One guy sur-musing (a combination of surmising and musing) guessed at it this way, “Wow, I’ll bet when you know it all ANYTHING can be fun.”
At the very least a Revolutionist’s “problems” should manifest “symptoms”
One guy who thought he knew it all came in for a “rude awakening” while another guy who never had such an awakening never realized he “didn’t-know- it-all” Yet another guy who thought he knew it all………..
“Ugh”, screamed the king, “Don’t annoy me with your cries for justice. Poverty, and death are privileges available to all.” And a helpful voice from the crowd cried, “Don’t forget dumbness.”
Over in a brothel, I mean other, yes, that’s what I meant. Now over in another place was a guy who went around to several places talking to some groups of people about some stuff, and he would sometimes take out slips of paper and say that someone had written him a question about this or that, and he would then read from the letter and comment thereon. One day at one of the locations he told the crowd that there was nothing on the slips and that he’d made it all up, that no one has ever written him. The next day someone wrote him and said “it didn’t matter”.
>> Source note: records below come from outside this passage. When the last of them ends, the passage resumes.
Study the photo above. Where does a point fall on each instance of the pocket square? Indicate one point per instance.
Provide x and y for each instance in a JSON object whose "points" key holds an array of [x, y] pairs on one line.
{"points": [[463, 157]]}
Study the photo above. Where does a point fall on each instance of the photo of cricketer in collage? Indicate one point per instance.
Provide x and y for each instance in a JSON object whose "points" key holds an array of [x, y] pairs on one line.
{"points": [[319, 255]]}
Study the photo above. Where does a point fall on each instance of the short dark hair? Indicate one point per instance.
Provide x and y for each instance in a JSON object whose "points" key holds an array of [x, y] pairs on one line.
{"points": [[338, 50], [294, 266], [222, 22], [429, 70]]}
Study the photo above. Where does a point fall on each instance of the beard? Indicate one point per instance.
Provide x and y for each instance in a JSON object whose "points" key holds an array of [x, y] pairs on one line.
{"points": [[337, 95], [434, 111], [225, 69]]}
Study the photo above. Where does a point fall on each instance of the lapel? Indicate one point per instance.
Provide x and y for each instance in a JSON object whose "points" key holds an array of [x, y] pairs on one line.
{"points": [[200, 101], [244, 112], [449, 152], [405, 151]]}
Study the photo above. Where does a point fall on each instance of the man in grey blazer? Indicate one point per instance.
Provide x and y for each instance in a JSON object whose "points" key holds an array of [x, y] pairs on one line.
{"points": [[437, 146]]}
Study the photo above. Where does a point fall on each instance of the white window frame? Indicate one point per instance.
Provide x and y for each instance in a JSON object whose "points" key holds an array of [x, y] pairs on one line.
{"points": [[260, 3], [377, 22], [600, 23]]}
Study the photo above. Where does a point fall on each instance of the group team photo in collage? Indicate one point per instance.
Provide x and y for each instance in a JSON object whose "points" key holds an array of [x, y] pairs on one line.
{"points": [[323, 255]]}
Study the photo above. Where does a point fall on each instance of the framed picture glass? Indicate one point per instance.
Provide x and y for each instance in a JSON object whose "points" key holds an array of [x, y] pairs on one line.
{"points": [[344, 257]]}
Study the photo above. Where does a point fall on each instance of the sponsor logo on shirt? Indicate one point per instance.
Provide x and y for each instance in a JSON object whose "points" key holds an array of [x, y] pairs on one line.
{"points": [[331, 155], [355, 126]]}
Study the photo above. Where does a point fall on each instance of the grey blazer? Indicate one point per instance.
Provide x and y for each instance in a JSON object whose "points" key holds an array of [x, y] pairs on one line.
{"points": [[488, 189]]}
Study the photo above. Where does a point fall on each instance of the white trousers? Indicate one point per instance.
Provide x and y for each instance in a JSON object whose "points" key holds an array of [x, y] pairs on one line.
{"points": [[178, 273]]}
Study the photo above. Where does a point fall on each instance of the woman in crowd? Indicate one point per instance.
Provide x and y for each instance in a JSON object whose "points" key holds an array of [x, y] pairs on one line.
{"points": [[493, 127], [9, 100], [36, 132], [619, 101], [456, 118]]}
Metaphor to all who think “metaphor” (or something else for a few others): This first guy up and announced that as far as he was concerned, his own memory was his “best friend”. A second voice said, “But you’ve got a terrible memory.” And judging from the pleased look on his face the number one guy rested his case.
Throughout the evening one man continues to insist that the band had now begun to play, in spite of the fact that he danced – “oh” how he danced.